DETAILED DESCRIPTION OF THE PRESENT INVENTION

[039] The present invention will be described in more detail with reference to Figure 5, showing the modifications of the Compact Cooking G2 system that is shown in Figure 4.

[040] In the following example, the liquor to wood/LW ratio is used, meaning the total amount of liquid in ton per ton of dry bone wood (bdt)]. The example uses a minimum charge of an additional volume of wash liquor of at least 0.5 in L/W, so as to indicate the minimum order of charged liquor. But the present invention can be applied with increasing volumes up to an L/W ratio above 2, or even more than the volume of added liquor loaded as wash liquor and then passed through the system via the first circulation of transport and finally to the impregnation vessel.

[041] As a first step, a washed filtrate cleaner is added to the digester center on the extraction sieve at an L/W ratio of at least 0.5. This washed liquor cleaner (WL) is heated in a heat exchanger (HE) to full cooking temperature prior to addition. The washed liquor is preferably a liquor washed from a subsequent brown wash position, either from a wash directly after the digester or from a wash after pre-bleaching or oxygen delignification where the washed liquor is still it's alkaline. The temperature of the liquor washed from a brown wash position is typically on the order of 900C - 1100C, and in the lower range if washing is done in washing machines collecting the washed filtrate in atmospheric filtrate tanks, and in the upper range if the washing is done in washing machines collecting the washed filtrate in atmospheric filtrate tanks. washing is done in washing machines keeping the washed filtrate pressurized. The COD content at such brown wash positions is typically on the order of 30 g/l - 80 g/l of filtrate, which could be compared to the COD content of mid-sieve extraction in the digester which typically can be about of 200 g/l and, consequently, higher COD content at the end of the cooking zone and before the bottom wash.

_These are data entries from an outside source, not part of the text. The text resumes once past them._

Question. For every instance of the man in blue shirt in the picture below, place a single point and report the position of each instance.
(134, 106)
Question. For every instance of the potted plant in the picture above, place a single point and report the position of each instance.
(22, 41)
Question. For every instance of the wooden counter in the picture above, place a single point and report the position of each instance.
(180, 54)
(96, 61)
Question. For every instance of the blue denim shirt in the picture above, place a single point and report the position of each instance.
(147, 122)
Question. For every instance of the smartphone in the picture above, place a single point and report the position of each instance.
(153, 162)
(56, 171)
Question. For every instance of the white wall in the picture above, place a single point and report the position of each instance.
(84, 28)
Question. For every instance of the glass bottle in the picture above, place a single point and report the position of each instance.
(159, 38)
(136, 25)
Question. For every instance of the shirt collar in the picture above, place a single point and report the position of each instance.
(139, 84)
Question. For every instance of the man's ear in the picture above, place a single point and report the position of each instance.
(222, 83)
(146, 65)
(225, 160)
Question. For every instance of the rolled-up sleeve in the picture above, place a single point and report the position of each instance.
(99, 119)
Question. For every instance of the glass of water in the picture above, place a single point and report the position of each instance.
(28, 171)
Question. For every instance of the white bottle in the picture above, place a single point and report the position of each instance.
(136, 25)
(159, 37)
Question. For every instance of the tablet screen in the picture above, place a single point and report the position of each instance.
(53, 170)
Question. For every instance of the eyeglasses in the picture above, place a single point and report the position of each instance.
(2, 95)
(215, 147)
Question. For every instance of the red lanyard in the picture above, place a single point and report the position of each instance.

[042] A corresponding additional amount of black liquor, that is, in an L/W ratio of at least 0.5; is extracted from the extraction sieve and sent to start the transfer. This additional amount of hot black liquor will raise the temperature in the transport circulation as the share of hot black liquor in the transport liquor increases. After having used the heat value in liquors in the transport circulation for heating the crushed cellulosic material, the excess transport liquor is extracted from the overhead separator, but now in an increased volume in a ratio of L/W of at least 0.5 of the increase. This extra volume of heated carrier liquor is thereafter added to the top of the ImpBin where as a result the extra volume of heated carrier liquor is also rapidly evaporated into a greater amount of steam, before the finally rapidly evaporated carrier liquor comes out. to assume a temperature of about 1000C at the ImpBin liquor level. Finally, on the ImpBin extraction sieve the extraction volume is also increased by an increased volume at a L/W ratio of at least 0.5. This modification leaves the cooking process otherwise unaffected in liquor to wood ratios during impregnation or cooking, while retaining the advantages of the Compact Cooking G2 process.

[043] As indicated, an additional amount of alkali could also be added to the wash liquor prior to addition to the middle of the cooking zone. This could increase the alkali concentration in the last cooking zone by further improving delignification in this last cooking zone. For improved alkali delivery, as well as cleaner wash liquor, a CC cooking circulation could optionally be installed, which promotes enhanced radial delivery of the new cooking liquor. Such a cooking circulation normally also includes a pump (not shown). The amount of fresh alkaline liquor loaded into the washed filtrate is loaded into a cooking circulation recirculating a portion of the liquor extraction from the digester extraction sieve to the center of the digester vessel at the height position of the digester extraction sieve ( as shown in Figure 5), or alternatively it is loaded into a cooking circulation by recirculating a portion of the extracted liquor from a washing extraction sieve (the lowest sieve shown in Figure 5) to the center of the digester vessel in the height position of the digester extraction sieve.

heat saving

[044] As a result, the extra amount of steam evaporated quickly in the ImpBin will reduce the need for adding extra steam, ie LP steam, to the top of the ImpBin. This reduction of steam addition matches (satisfies) the need for heating the wash liquor in the HE heater, and so in heat saving aspects the change is not increasing steam consumption.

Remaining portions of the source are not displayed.